The purpose of this analyis is to evaluate the effects of vitamin C to tooth growth of Guinea’s pig with different combinations of supplement type and dosage.
The ToothGrowth dataset can be loaded by simply loading the datasets library, while for the analysis we’ll also use dplyr and lsr:
library(datasets)
library(dplyr)
library(lsr)
The dataset has 60 rows and 3 columns. The variable len represent the length of odontoblasts (teeth) in micron, supp represent the supplement type of the vitamin C and dose represent the amount of vitamin C dosed in milligrams. The variable supp is categorical and can be equal to VC (vitamin C dosed through ascorbic acid) or OJ (vitamin C dosed through orange juice). Here’s a summary of the dataset:
| len | supp | dose | |
|---|---|---|---|
| 1 | Min. : 4.20 | OJ:30 | Min. :0.500 |
| 2 | 1st Qu.:13.07 | VC:30 | 1st Qu.:0.500 |
| 3 | Median :19.25 | Median :1.000 | |
| 4 | Mean :18.81 | Mean :1.167 | |
| 5 | 3rd Qu.:25.27 | 3rd Qu.:2.000 | |
| 6 | Max. :33.90 | Max. :2.000 |
In the following analysis we will perform t-tests and multiple t-tests. For these tests to be valid we will assume that the observations of the tooth length are iid drawn from a quasi-normal distribution (roughly symmetric and mound-shaped), and that the samples are representative for the entire population. This assumption is made also when the observations are grouped by supplement type and dose amount.

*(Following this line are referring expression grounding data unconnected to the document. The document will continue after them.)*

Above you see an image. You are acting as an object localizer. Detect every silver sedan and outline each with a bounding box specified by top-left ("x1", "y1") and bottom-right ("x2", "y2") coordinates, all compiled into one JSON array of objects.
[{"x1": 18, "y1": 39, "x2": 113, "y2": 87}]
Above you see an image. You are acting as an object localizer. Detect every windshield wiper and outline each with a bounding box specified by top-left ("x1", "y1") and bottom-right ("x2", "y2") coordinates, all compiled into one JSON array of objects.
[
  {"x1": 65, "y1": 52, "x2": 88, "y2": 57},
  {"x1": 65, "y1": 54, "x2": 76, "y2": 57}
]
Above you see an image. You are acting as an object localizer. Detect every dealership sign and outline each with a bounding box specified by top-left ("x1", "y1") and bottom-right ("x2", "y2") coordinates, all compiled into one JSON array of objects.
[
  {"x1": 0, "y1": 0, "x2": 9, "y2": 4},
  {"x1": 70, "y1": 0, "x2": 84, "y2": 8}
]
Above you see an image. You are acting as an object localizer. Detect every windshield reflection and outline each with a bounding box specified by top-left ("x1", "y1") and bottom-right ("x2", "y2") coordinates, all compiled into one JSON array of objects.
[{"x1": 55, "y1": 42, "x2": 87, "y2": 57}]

Before defining any hypothesis we first plot the tooth growth by supplement type. As we can see in Figure 1 (generated with Code 1) dosing vitamin C through orange juice seems more effective than ascorbic acid. Hence we test the hypothesis that the difference of means between the tooth length of those treated with orange juice and those treated with ascorbic acid is greater than 0. The test is performed at a 0.05 significance level.
On the left the two boxplots. On the right the two smoothed density functions.
| t-value | degrees of freedom | p-value | confidence-interval | |
|---|---|---|---|---|
| t | 1.92 | 55.31 | 0.03 | (0.4682687, Inf) |
As we can see from Table 2 (calculated with Code 5) given that the p-value is equal to 0.0303173 we can reject the null hypothesis, meaning that orange juice affects tooth growth more then ascorbic acid. We can also calculate the effect size using Cohen’s D with cohensD(oj, vc), and it results 0.4945201 which can be interpreted as a medium effect.
Now we plot the tooth growth by dose amount. As we can see in Figure 2 (generated with Code 2) bigger doses of vitamin C seem more effective than smaller ones. Hence we test the hypothesis that the difference of means between the tooth length of those treated with bigger doses and those treated with smaller ones is greater than 0. The test is performed at a 0.05 significance level. Given that we have three groups (three different possible values of dose) we perform a multiple t-test using Bonferroni correction.
On the left the three boxplots. On the right the three smoothed density functions.
| dose 0.5 | dose 1 | |
|---|---|---|
| dose 1 | 1.00E-08 | |
| dose 2 | 2.20E-16 | 2.16E-05 |
As we can see from Table 3 (calculated with Code 6) all the comparisons (dose 1 vs. dose 0.5, dose 2 vs. dose 0.5, dose 2 vs dose 1) are statistically significant at a significance level of 0.05 even using such a conservative p-value adjusment method. This means that bigger doses affects tooth growth more then smaller ones. In Table 4 (calculated with Code 7) we can see that the effect size is pretty high in each case especially in the first case if we consider that the dosage difference is only 0.5 despite the third case where the dosage difference is 1.0.
| dose 0.5 vs. dose 1.0 | dose 0.5 vs. dose 2.0 | dose 1.0 vs. dose 2.0 | |
|---|---|---|---|
| 2.05 | 3.73 | 1.55 |
We can finally consider the tooth growth both by supplement type and dose amount. As we can see in Figure 3 (generatedy with Code 3) it seems that in some cases the tooth length achieved using ascorbic acid with a big dose is the same when using orange juice with a smaller dose. Hence it’s interesting to perform a bidirectional hypothesis test on the difference of means considering both supplement type and dose amount. The test is performed at a 0.05 significance level. As before we have more than two groups so we perform a multiple t-test using Bonferroni correction. By looking at Table 5 (calculated with Code 8) we can confirm our supposition. Infact we can’t reject the null hypothesis when doing the following comparisons: VC-1 vs. OJ-0.5, VC-2 vs. OJ-1, VC-2 OJ-2.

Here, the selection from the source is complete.